PRR decided to cut its losses and get rid of the line, or at least part of it, in the early 1920s. The Maryland, Delaware & Virginia was foreclosed on in 1923. The portion from Love Point to West Denton was reorganized as the Baltimore & Eastern Railroad, still under PRR control. The line east of West Denton was unloaded onto the Maryland & Delaware Coast Railway, which I believe was locally organized and independent of the PRR, probably to preserve passenger service along the eastern part of the line. That ended in 1931, when their "gasoline car" (doodlebug?) was "destroyed"; freight service continued, but they went belly-up and were foreclosed on (notice a pattern?) in 1932. In the meantime, the PRR had saddled the Baltimore & Eastern with the former Baltimore, Chesapeake and Atlantic, another line of doubtful utility running from St. Michaels through Easton to Ocean City, and burdened with lengthy trestles at the crossing of the Choptank, the Nanticoke, and Sinepuxent Bay. (It didn't connect directly to the original part of the B&E.)
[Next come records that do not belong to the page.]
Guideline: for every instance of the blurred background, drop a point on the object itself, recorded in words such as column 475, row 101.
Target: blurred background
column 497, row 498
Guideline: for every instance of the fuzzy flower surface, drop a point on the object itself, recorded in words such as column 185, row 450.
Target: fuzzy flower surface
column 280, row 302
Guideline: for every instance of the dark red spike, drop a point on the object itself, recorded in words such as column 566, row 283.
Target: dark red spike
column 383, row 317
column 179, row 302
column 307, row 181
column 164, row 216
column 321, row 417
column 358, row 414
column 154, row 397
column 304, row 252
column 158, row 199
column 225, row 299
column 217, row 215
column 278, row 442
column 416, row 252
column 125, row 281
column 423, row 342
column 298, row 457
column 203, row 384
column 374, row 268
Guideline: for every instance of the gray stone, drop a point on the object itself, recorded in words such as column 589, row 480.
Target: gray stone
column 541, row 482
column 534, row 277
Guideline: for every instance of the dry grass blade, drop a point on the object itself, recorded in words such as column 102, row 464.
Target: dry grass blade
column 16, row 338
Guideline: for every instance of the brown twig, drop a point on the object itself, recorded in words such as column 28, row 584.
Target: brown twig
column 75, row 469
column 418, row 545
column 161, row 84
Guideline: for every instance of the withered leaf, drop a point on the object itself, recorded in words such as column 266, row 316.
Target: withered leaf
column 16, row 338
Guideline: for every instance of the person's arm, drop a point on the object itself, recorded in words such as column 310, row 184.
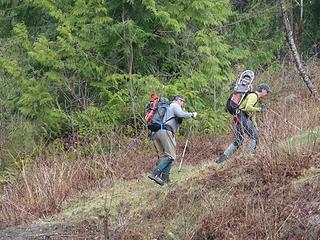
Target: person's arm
column 178, row 112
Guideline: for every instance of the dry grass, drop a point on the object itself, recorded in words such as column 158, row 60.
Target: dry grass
column 272, row 195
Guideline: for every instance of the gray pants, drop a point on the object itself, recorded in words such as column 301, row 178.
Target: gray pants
column 244, row 125
column 166, row 146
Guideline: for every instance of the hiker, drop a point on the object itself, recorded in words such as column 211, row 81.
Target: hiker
column 164, row 139
column 244, row 120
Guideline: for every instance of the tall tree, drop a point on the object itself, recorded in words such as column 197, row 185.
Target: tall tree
column 295, row 53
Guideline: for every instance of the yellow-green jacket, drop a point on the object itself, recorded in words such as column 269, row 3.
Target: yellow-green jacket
column 248, row 105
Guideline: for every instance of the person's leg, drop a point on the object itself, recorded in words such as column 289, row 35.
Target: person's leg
column 237, row 142
column 167, row 143
column 251, row 130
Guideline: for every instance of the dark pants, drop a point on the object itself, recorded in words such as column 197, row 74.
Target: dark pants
column 243, row 125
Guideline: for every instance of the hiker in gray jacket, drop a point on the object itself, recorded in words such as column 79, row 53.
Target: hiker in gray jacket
column 164, row 139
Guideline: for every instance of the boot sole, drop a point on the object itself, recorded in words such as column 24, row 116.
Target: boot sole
column 156, row 180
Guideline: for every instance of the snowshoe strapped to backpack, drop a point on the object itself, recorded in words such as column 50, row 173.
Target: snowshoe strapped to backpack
column 242, row 87
column 155, row 112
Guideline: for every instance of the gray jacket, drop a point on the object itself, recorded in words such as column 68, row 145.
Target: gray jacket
column 174, row 115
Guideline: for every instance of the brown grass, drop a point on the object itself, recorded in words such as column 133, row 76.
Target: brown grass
column 251, row 197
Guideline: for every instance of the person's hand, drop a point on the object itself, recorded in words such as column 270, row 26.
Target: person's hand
column 263, row 108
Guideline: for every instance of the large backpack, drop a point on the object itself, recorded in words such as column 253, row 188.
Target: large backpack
column 242, row 87
column 156, row 110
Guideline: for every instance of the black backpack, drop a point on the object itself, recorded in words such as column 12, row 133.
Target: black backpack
column 242, row 88
column 156, row 110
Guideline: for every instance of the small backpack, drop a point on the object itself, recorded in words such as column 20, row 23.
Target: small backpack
column 156, row 110
column 242, row 88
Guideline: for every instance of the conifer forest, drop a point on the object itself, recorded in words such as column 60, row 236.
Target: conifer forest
column 76, row 78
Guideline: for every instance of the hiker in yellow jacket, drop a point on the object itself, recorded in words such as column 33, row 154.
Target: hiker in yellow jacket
column 245, row 121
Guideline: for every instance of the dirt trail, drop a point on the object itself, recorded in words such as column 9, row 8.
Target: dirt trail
column 50, row 231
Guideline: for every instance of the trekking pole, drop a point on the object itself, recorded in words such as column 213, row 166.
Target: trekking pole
column 185, row 147
column 286, row 120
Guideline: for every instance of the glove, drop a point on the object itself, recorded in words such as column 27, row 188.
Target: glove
column 263, row 108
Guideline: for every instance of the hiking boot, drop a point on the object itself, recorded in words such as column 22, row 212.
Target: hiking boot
column 221, row 158
column 165, row 179
column 156, row 179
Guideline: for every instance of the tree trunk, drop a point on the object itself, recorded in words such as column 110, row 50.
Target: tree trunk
column 132, row 93
column 295, row 53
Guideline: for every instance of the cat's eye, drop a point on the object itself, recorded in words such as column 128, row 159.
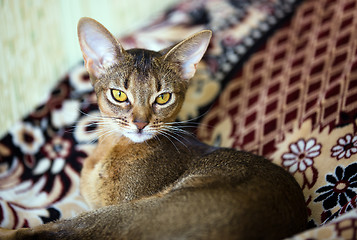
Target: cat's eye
column 119, row 96
column 163, row 98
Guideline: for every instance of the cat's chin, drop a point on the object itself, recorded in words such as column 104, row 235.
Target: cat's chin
column 138, row 137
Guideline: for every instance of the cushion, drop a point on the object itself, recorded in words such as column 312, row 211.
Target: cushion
column 42, row 155
column 295, row 102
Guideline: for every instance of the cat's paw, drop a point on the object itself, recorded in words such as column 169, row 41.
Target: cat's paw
column 7, row 234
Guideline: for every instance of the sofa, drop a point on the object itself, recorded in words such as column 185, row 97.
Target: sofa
column 279, row 79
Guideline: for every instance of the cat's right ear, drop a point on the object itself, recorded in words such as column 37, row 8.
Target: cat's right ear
column 100, row 48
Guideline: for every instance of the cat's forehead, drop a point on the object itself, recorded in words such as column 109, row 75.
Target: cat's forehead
column 144, row 69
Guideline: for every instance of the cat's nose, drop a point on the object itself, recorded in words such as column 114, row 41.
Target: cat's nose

The West Denton-Lewes line was reorganized, yet again, and this was how the Maryland & Delaware Seacoast Railway came into being. As it was now the middle of the Great Depression, business wasn't any better than before, and the M&DC filed for abandonment in 1934. That triggered another storm of local protests; ultimately, the PRR stepped back in. The line from West Denton across the river to Denton went to the Baltimore & Eastern (but Denton had to be served via Greenwood for a little while until the Choptank River bridge could be fixed up), and the line from Ellendale to Milton went to the Delaware, Maryland & Virginia RR, a PRR subsidiary that owned the lines from Harrington-Ellendale-Georgetown-Lewes-Rehoboth and Georgetown-Franklin City, VA. (You just confused that with the Maryland, Delaware and Virginia, didn't you? Ha.) Everything else (Denton-Greenwood-Ellendale and Milton-Lewes) was abandoned. The ex-BC&A route across the Peninsula to the southward got chopped up about the same time to save on the expense of those trestles. (Sinepuxent Bay went out in a storm in 1933; the Nanticoke trestle at Vienna was given up in 1932; I don't know about the Choptank bridge between Easton and Preston.)
Denton surely had a railroad station; if you want to find where it was, fast, I suggest trying to get your hands on Sanborn fire insurance maps. A good library may have a digital subscription.